Harness-1: Why Search Agents Need a Real Working Memory

Search agents are becoming one of the most important building blocks for practical AI systems. They search the web, inspect documents, compare evidence, and return the information that a downstream model needs to answer a question.

But most search agents still work in a surprisingly fragile way: they keep almost everything inside a growing conversation transcript.

The paper “Harness-1: Reinforcement Learning for Search Agents with State-Externalizing Harnesses” argues that this is the wrong place to put all of the state. A model should not have to remember every document it has seen, every partial lead it has followed, every claim it has verified, and every candidate it may want to return later.

Those are forms of bookkeeping. And bookkeeping is something an environment can often maintain more reliably than a language model.

Harness-1 introduces a cleaner division of labor:

The model makes the semantic decisions. The harness manages the recoverable state around those decisions.

That sounds small. It is not. It changes what the agent can learn.

The problem with transcript-only search

A search agent has two very different jobs.

First, it must make intelligent search decisions:

what to query;
which documents are relevant;
what evidence is still missing;
what claim should be checked;
when the search is good enough to stop.

Second, it must manage state:

which documents have already appeared;
which candidates look promising;
which evidence supports which claim;
which documents were rejected;
which paths have already failed;
how much context budget remains.

Traditional agent designs often force the language model to do both jobs through one long transcript. As the transcript grows, the model must reconstruct the useful state of the search from raw observations again and again.

That is inefficient for inference, and it is especially awkward for reinforcement learning. If the final curated set is wrong, the reward often does not reveal why. Was the query bad? Did the agent forget a document? Did it fail to verify a claim?
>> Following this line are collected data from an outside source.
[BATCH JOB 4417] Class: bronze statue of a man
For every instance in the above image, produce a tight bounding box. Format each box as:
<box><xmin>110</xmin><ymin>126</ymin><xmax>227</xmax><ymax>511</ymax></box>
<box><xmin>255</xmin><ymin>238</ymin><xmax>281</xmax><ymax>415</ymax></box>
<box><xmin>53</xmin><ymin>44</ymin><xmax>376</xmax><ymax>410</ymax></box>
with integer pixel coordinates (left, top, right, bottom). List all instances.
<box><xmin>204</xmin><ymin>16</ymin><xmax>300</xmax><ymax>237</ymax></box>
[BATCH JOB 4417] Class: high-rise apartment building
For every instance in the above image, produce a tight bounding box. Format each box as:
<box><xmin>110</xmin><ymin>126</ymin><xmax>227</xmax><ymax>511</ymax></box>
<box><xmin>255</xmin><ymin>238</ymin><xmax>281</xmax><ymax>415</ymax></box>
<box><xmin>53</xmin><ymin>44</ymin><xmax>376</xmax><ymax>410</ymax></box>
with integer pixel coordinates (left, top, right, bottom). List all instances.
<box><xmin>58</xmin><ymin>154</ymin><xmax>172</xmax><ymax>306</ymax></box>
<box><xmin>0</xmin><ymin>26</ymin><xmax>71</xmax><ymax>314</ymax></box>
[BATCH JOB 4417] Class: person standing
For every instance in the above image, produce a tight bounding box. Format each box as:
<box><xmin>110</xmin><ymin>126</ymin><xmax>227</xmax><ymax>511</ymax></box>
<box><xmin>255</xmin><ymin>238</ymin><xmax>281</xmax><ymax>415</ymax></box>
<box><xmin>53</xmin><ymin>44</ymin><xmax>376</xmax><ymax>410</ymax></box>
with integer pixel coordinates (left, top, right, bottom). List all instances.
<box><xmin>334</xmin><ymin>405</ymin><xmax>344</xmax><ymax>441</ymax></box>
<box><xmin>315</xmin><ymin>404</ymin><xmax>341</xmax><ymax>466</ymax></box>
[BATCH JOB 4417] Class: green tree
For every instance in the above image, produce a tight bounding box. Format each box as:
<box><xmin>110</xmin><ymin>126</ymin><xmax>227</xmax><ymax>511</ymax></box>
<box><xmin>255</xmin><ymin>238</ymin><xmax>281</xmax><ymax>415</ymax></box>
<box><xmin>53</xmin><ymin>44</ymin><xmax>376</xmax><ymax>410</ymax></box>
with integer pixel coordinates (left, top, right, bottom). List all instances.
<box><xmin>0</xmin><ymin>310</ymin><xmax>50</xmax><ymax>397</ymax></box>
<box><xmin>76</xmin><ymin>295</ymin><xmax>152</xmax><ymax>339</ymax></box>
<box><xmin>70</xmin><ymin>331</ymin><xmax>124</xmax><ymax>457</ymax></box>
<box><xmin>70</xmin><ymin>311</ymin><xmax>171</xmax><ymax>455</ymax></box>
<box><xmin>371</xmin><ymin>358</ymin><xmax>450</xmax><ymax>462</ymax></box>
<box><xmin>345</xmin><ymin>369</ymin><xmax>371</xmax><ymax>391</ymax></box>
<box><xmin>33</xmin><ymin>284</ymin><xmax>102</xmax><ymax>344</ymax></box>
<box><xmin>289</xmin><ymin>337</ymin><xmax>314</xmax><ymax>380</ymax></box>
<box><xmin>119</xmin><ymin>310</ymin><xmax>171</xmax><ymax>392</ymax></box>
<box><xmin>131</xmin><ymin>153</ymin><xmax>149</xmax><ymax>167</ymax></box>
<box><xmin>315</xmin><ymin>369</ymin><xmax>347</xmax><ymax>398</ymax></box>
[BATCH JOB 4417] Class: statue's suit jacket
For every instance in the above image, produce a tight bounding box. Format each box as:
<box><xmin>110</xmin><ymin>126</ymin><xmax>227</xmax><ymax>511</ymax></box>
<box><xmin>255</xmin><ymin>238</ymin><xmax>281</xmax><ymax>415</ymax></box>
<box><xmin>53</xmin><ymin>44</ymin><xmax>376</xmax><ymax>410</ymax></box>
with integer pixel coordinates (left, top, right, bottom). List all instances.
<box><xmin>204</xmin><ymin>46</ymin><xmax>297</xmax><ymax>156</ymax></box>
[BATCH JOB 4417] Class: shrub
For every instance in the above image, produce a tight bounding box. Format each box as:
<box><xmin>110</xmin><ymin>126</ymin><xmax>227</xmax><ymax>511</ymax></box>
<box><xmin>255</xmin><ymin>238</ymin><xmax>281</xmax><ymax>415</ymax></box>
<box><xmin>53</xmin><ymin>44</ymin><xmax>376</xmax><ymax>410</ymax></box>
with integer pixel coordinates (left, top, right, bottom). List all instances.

Did a useful candidate get buried in context noise?

Harness-1 treats this as an interface problem, not only a model problem.

The core idea: stateful cognitive offloading

Harness-1 moves routine state management out of the model and into a stateful search harness.

The agent no longer acts only by adding text to a conversation. Instead, it edits a persistent working memory maintained by the environment.

That working memory includes:

a candidate pool of retrieved documents;
a curated set of important evidence;
importance tags for selected documents;
search history and compact result summaries;
full-text memory for documents that can be revisited;
verification records for claims checked against source text;
evidence links between entities, dates, relations, and documents;
budget-aware rendering so the model sees useful state without overflowing context.

This is the key design move. The harness carries the notebook. The policy decides what to do with it.

A transcript-only agent is like a researcher who keeps every note in one endless chat log and must mentally reread the whole thing before every next move.

Harness-1 is more like a researcher with a structured workspace: a pile of candidate papers, a shortlist of important sources, a table of verified claims, links between evidence, and a clear view of what remains unresolved.

The researcher is still doing the thinking. But the workspace makes better thinking possible.

What the model still controls

The harness does not replace the agent’s judgment. It does not decide the answer. It does not magically know which evidence matters.

The policy still chooses actions such as:

searching with new queries;
reading specific documents;
reviewing documents it has already seen;
adding or removing documents from the curated set;
tagging evidence by importance;
writing claims to verify;
checking claims against remembered documents;
stopping when the evidence set is sufficient.

The important difference is that these actions are structured edits over working memory. Tool outputs are compressed, deduplicated, stored, and rendered back to the model as usable state instead of being dumped into an append-only transcript.

This lets the model focus on semantic search strategy rather than reconstructing its own notebook from raw text at every step.

Why this matters for reinforcement learning

Reinforcement learning works best when the policy receives a stable and meaningful interface to the task.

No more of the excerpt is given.